At normal condition, your calcium levels in the blood are higher than in the cells. Chronically elevated cortisol levels, on the other hand, causes more calcium enter the cells that lead to higher calcium levels in the cells than that of the blood. This, in turn, leads to hypertension. Besides hypertension, skipping breakfast can make you anxious and jittery.
Diabetes type 2
A study has found skipping breakfast was associated with diabetes type 2. In the case of diabetes, chronically elevated cortisol levels do two things: increasing insulin secretion, and releasing glycogen from its storage to be broken down into sugar. A drawback of chronically elevated insulin levels is that it can lead to insulin resistant, consequently, results in diabetes.
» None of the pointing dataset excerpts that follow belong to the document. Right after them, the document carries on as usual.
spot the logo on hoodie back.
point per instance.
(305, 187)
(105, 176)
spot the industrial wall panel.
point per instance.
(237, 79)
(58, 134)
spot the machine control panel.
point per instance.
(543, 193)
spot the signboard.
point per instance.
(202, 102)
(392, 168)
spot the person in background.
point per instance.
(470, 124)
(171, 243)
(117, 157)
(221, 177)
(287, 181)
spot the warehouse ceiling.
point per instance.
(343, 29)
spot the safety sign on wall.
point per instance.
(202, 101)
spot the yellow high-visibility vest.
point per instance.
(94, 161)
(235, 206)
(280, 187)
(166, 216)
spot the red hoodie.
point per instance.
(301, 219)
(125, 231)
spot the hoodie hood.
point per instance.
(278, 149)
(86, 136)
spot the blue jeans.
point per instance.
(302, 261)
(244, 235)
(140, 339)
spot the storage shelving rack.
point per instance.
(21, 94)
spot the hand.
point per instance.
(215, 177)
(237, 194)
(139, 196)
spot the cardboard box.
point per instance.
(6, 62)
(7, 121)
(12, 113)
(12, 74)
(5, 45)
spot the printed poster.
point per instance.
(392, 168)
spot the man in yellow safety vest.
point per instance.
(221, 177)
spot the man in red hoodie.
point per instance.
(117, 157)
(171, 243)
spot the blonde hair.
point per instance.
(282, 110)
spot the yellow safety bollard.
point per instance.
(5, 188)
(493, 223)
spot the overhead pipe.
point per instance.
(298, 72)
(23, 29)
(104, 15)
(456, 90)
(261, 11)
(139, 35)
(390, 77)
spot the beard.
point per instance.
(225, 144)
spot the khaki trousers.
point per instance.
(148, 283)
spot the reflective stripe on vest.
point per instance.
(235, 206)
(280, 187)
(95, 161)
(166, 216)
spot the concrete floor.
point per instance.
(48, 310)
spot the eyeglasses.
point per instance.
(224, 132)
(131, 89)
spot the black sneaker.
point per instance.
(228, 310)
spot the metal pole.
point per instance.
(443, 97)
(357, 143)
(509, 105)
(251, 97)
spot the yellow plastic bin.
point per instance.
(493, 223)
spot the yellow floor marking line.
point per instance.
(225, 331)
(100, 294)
So, skipping breakfast every day for many years is actually making your body to be exposed to chronic (long-term) stress. Stress, on the other hand, is associated with the increased of reactive oxygen species levels especially superoxide, which is associated with atherosclerosis. Blocked arteries coupled with hypertension, both of which started by skipping breakfast (as discussed in the article can lead to heart attack.
Nitric oxide is said to function as an antioxidant to superoxide, however, chronic stress causes nitric oxide production by the endothelial cells to decrease.
As discussed above, there seems to be a link between skipping breakfast and elevated cortisol levels, which can cause stress to your brain and bodily functions. Studies have shown a link between stress (which can be caused by elevated cortisol levels in response to stress) and high ‘bad’ cholesterol (LDL).
I personally believe that most articles you have read so far may have not explained the possible mechanism how elevated cortisol can cause an increased LDL levels.
A typical explanation reads like this one:
“……the body releases a hormone called cortisol in response to stress. High levels of cortisol from long-term stress may be the mechanism behind how stress can increase cholesterol.”
I have my own way of explaining it, which some of you might have already heard before.
Increased levels of superoxide, which causes a deleterious effect on many types of molecules of the cell membrane, in turn, leads to membrane structure instability. Cholesterol is the only molecule used by the cell membrane to strengthen its structure during normal conditions and when the structure is impaired after being attacked by free radicals such as superoxide (oxidative stress).
So, during chronic stress, more superoxide is produced by cells that can cause more and more cell membranes become impaired. As most of you have heard before that elevated cortisol cause the liver to produce and release LDL (‘bad’ cholesterol).
The LDL turns into oxycholesterol when it is oxidized by superoxide right after being produced in the liver or while on the way to the cells (to be incorporated in the cell membrane to strengthen it).
Other impacts of skipping breakfast include you may get stupid, get hungry and irritable, your energy dip and your metabolism may slow down. You may also have more cravings later, and gain weight. Hypoglycemia, headache, migraine, nausea, depression, sleepiness, unable to focus, gastritis, and inflammatory bowel diseases such as ulcerative colitis may also likely ensue.